SAUDI ARABIA: finalises rules to open up equities

2014-09-article-image-495.jpgSaudi Arabia has finalised rules for direct foreign investment as it prepares to open one of the world’s most restricted stock markets, worth $575 billion, on 15 June.

The Riyadh-based Capital Market Authority (CMA) will allow institutional investors with a minimum of 18.75 billion riyals ($5 billion) under management to invest directly in the $575 billion stock market, according to the regulations published on its website. The CMA has restricted foreign ownership of a single stock to 49%. The rules will be enacted 1 June,  the regulator said in a statement last month.

The world’s biggest oil exporter is giving foreigners access to its stock market as it pursues a $130 billion spending plan to boost non-energy industries. Income from oil accounted for almost 90% of revenue last year.  Investors from outside the Gulf Cooperation Council currently access Saudi-listed shares through equity swaps and exchange-traded funds.

The kingdom’s Tadawul All Share Index has risen 17% so far this year, the best performer among seven major gauges in the GCC. Saudi Arabia may be added to MSCI Inc’s emerging markets index by 2017 at the earliest, accounting for about four per cent of the index Sebastien Lieblich, executive director at MSCI Index Research, said in July.

The regulator published the draft rules in August. Tadawul, with 170 listed companies, is home to Saudi Basic Industries Corp, the world’s biggest petrochemicals producer by sales, Kingdom Holding Co, the investment vehicle of billionaire Prince Alwaleed bin Talal Al Saud. Al Rajhi Bank, the largest Islamic lender globally, also trades on the exchange.

A regulatory drive to reduce the volatility around initial public offers of shares is bolstering the Saudi funds sector and also creating an opportunity for international investors to sidestep the kingdom’s foreign ownership restrictions.
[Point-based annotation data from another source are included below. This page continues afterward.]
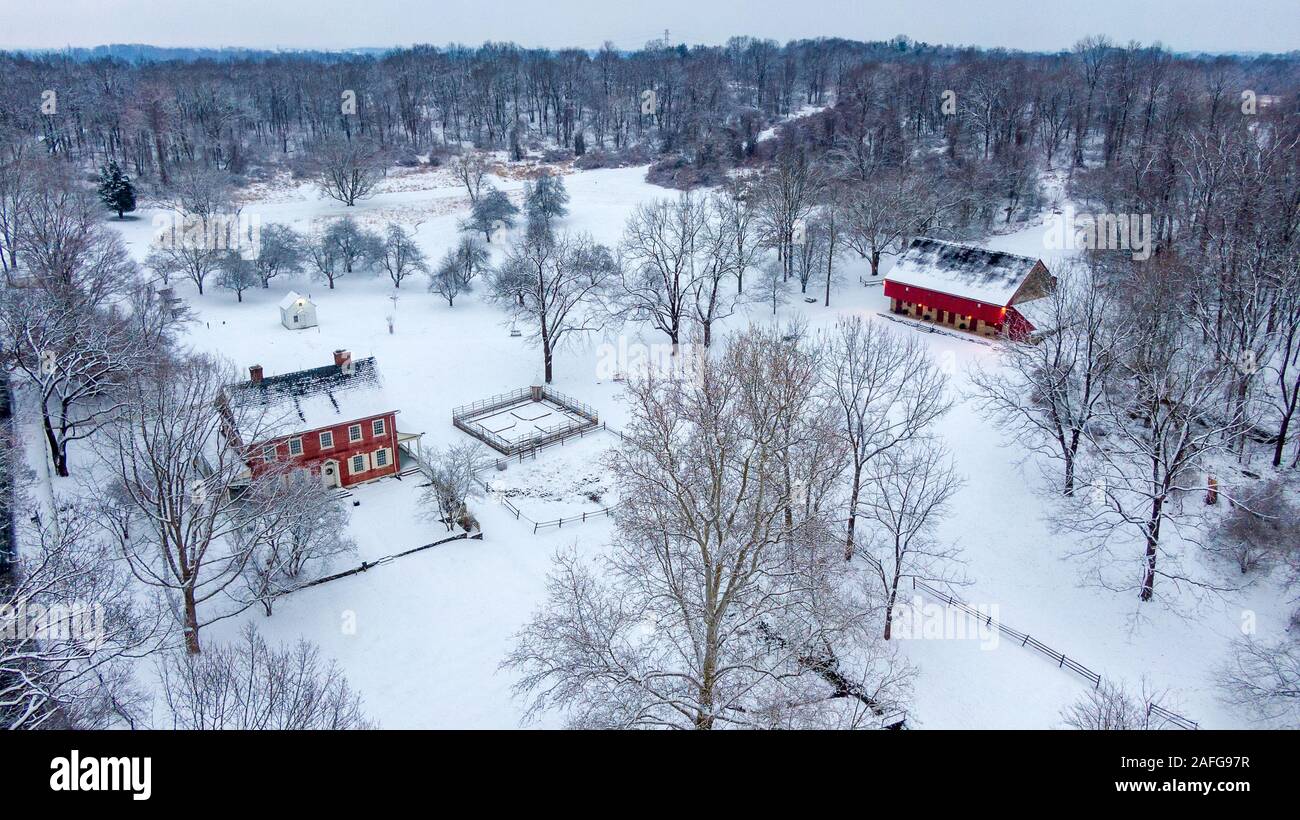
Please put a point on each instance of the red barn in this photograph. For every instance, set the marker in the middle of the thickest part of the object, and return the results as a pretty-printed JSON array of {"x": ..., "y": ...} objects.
[
  {"x": 334, "y": 421},
  {"x": 966, "y": 287}
]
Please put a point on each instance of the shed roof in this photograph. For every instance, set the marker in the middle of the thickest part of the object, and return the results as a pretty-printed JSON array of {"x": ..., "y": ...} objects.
[
  {"x": 974, "y": 273},
  {"x": 290, "y": 298}
]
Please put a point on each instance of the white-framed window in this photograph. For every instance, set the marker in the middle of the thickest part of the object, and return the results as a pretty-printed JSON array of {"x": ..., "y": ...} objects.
[{"x": 358, "y": 464}]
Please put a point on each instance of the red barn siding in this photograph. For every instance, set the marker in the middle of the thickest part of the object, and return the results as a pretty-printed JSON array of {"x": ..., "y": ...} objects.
[
  {"x": 313, "y": 456},
  {"x": 993, "y": 315}
]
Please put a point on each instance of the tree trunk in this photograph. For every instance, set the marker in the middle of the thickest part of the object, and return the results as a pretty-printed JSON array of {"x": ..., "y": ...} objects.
[{"x": 191, "y": 621}]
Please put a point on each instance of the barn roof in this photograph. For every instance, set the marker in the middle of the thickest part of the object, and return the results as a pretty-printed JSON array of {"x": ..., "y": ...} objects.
[
  {"x": 310, "y": 399},
  {"x": 290, "y": 298},
  {"x": 974, "y": 273}
]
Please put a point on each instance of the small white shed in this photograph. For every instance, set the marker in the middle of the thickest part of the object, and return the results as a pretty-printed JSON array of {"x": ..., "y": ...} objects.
[{"x": 297, "y": 311}]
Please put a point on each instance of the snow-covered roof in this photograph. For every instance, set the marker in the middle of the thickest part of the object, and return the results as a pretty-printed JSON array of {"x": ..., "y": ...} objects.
[
  {"x": 290, "y": 298},
  {"x": 991, "y": 277},
  {"x": 310, "y": 399}
]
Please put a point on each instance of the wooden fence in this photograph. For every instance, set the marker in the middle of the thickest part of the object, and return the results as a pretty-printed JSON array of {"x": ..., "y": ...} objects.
[
  {"x": 1025, "y": 640},
  {"x": 386, "y": 559},
  {"x": 1062, "y": 660},
  {"x": 463, "y": 417}
]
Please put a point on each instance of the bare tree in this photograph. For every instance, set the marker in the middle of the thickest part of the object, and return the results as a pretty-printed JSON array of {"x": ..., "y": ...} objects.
[
  {"x": 1112, "y": 707},
  {"x": 906, "y": 494},
  {"x": 1256, "y": 532},
  {"x": 251, "y": 685},
  {"x": 784, "y": 198},
  {"x": 1265, "y": 680},
  {"x": 399, "y": 255},
  {"x": 1048, "y": 390},
  {"x": 76, "y": 359},
  {"x": 658, "y": 254},
  {"x": 69, "y": 629},
  {"x": 736, "y": 212},
  {"x": 883, "y": 213},
  {"x": 453, "y": 474},
  {"x": 307, "y": 528},
  {"x": 555, "y": 285},
  {"x": 471, "y": 169},
  {"x": 1160, "y": 419},
  {"x": 887, "y": 391},
  {"x": 458, "y": 269},
  {"x": 350, "y": 169},
  {"x": 177, "y": 495},
  {"x": 718, "y": 608},
  {"x": 281, "y": 251}
]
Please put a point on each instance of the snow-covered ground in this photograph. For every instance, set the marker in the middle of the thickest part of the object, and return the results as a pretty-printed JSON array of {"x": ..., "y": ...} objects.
[{"x": 432, "y": 628}]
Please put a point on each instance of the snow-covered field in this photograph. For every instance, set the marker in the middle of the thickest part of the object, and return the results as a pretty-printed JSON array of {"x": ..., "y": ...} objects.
[{"x": 430, "y": 629}]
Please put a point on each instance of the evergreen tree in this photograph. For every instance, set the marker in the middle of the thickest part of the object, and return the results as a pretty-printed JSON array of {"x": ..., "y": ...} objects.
[{"x": 116, "y": 189}]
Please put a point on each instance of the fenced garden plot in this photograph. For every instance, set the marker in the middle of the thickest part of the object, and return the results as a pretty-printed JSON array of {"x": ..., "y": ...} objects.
[{"x": 525, "y": 419}]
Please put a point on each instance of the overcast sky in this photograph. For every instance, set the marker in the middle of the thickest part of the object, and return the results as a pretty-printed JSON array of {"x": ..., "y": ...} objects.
[{"x": 1038, "y": 25}]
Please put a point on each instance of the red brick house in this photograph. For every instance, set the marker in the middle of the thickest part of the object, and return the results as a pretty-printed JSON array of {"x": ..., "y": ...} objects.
[
  {"x": 966, "y": 287},
  {"x": 334, "y": 421}
]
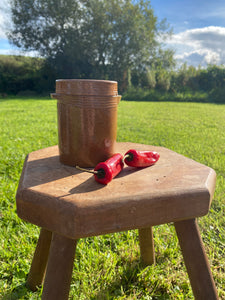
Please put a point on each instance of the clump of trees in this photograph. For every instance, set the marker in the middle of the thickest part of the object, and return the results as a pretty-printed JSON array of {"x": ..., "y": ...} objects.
[
  {"x": 91, "y": 39},
  {"x": 119, "y": 40}
]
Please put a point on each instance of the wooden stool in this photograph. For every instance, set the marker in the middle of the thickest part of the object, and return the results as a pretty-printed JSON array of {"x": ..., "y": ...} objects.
[{"x": 69, "y": 204}]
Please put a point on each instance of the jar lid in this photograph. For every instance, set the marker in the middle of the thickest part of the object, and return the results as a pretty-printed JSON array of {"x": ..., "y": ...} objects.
[{"x": 87, "y": 87}]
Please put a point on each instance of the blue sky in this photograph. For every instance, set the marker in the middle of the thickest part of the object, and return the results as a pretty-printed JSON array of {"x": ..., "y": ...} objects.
[{"x": 198, "y": 26}]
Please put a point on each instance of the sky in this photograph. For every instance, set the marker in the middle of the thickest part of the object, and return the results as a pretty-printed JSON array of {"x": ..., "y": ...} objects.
[{"x": 198, "y": 29}]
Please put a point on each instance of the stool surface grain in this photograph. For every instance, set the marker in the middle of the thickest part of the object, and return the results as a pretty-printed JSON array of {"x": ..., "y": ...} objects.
[{"x": 65, "y": 200}]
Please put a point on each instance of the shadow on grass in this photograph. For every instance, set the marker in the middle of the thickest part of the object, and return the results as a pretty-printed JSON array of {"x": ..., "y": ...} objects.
[
  {"x": 127, "y": 283},
  {"x": 19, "y": 292}
]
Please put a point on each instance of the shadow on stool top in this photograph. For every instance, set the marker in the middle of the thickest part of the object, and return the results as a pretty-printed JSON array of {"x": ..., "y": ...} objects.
[{"x": 60, "y": 198}]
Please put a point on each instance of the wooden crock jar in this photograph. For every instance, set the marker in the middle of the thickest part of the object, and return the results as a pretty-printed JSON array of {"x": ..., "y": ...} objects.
[{"x": 87, "y": 120}]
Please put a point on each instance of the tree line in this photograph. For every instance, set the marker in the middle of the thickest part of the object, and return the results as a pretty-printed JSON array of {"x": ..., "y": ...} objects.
[
  {"x": 27, "y": 75},
  {"x": 118, "y": 40}
]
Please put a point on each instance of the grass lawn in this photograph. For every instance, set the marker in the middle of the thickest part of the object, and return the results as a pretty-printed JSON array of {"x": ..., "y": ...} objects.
[{"x": 108, "y": 267}]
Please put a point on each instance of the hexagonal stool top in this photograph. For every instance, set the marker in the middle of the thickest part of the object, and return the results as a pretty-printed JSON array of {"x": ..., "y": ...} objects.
[
  {"x": 69, "y": 204},
  {"x": 63, "y": 199}
]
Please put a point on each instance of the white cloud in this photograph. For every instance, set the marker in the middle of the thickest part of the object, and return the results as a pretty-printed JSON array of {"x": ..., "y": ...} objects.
[
  {"x": 4, "y": 17},
  {"x": 200, "y": 46}
]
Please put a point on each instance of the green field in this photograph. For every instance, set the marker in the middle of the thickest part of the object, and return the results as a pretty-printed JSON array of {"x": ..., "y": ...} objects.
[{"x": 108, "y": 267}]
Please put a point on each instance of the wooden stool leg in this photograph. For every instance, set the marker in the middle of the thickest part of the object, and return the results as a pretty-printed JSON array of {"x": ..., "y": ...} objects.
[
  {"x": 39, "y": 261},
  {"x": 196, "y": 261},
  {"x": 147, "y": 245},
  {"x": 59, "y": 269}
]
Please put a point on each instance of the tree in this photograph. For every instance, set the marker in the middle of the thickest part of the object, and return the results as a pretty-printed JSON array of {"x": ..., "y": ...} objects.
[{"x": 90, "y": 38}]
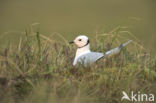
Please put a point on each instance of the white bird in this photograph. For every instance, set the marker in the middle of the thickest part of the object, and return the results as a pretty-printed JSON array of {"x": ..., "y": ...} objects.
[{"x": 85, "y": 56}]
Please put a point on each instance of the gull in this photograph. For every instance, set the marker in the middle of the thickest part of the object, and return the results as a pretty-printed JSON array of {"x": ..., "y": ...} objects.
[{"x": 86, "y": 57}]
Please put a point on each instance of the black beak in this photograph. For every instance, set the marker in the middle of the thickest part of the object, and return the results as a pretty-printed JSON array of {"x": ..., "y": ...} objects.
[{"x": 71, "y": 42}]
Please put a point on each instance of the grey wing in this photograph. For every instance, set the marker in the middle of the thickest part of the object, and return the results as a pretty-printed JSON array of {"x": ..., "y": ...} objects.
[
  {"x": 90, "y": 58},
  {"x": 116, "y": 50}
]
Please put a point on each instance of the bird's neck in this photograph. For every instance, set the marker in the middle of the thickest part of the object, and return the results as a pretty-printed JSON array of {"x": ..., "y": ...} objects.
[{"x": 83, "y": 50}]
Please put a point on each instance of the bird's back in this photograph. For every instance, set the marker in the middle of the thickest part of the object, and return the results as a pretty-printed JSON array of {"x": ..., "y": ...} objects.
[{"x": 89, "y": 58}]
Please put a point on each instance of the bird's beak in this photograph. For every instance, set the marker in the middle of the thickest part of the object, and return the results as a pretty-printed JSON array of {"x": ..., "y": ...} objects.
[{"x": 71, "y": 42}]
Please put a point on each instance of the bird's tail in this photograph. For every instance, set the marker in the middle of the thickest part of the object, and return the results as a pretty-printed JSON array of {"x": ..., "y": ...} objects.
[{"x": 116, "y": 50}]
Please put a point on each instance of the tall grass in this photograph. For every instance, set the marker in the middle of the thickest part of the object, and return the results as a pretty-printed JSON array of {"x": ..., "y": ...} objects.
[{"x": 39, "y": 70}]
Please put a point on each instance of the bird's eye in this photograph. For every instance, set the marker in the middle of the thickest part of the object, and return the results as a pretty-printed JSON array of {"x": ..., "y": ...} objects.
[{"x": 80, "y": 39}]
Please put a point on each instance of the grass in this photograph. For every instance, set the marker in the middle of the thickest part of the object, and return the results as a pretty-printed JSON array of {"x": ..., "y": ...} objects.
[{"x": 39, "y": 70}]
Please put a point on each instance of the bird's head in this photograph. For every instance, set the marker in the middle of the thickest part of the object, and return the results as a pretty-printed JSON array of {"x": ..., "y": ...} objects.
[{"x": 81, "y": 41}]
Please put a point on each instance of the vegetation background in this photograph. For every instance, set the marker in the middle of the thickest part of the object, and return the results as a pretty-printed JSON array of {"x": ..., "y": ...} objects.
[{"x": 35, "y": 57}]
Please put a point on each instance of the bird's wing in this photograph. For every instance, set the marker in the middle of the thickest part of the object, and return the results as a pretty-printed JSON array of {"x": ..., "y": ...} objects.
[
  {"x": 116, "y": 50},
  {"x": 90, "y": 58}
]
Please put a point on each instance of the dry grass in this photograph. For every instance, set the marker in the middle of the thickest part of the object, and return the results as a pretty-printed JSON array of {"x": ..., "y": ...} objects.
[{"x": 39, "y": 70}]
For the Saudi Capital Market Authority, a major motive for opening the market is the desire to create more stability in a bourse currently dominated by local retail investors who are prone to short-term thinking. The same desire for stability can be seen in the regulator’s stance towards IPOs; listing of stocks has traditionally been accompanied by massive volatility in their prices, so the CMA is encouraging investments in share flotations by IPO funds. The result is a huge jump in the number of IPO funds offered in the kingdom.

These open-ended funds, which specialise in subscribing to IPOs but often have broader remits, are run by CMA-regulated firms, from large commercial banks to investment houses. Of the 12 such funds tracked by Zawya Funds Monitor, a Thomson Reuters unit, nine have been established in the last 12 months. “It seems everyone is doing an IPO fund because the CMA is encouraging it and not allowing the (fund and asset) managers to take stakes in IPOs unless the companies do a fund,” said James Stull, senior associate at law firm King & Spalding.

The CMA didn’t respond to requests for comment.

The potential profits are considerable. Many Saudi listings are offered at a substantial discount to normal valuations as a way for the kingdom to spread its oil riches to the population. For example, when National Commercial Bank was sold to investors last year, it was priced at an 18.8% return on equity, compared with a 13.4% average for the sector. When NCB listed, its shares rose their 10% daily limit for the first three days. The average performance of Saudi IPO funds in the last three years has been 37% per annum, according to Muscat Capital, which set up its fund earlier this year. The wider stock market returned about 10% per cent per annum in that time.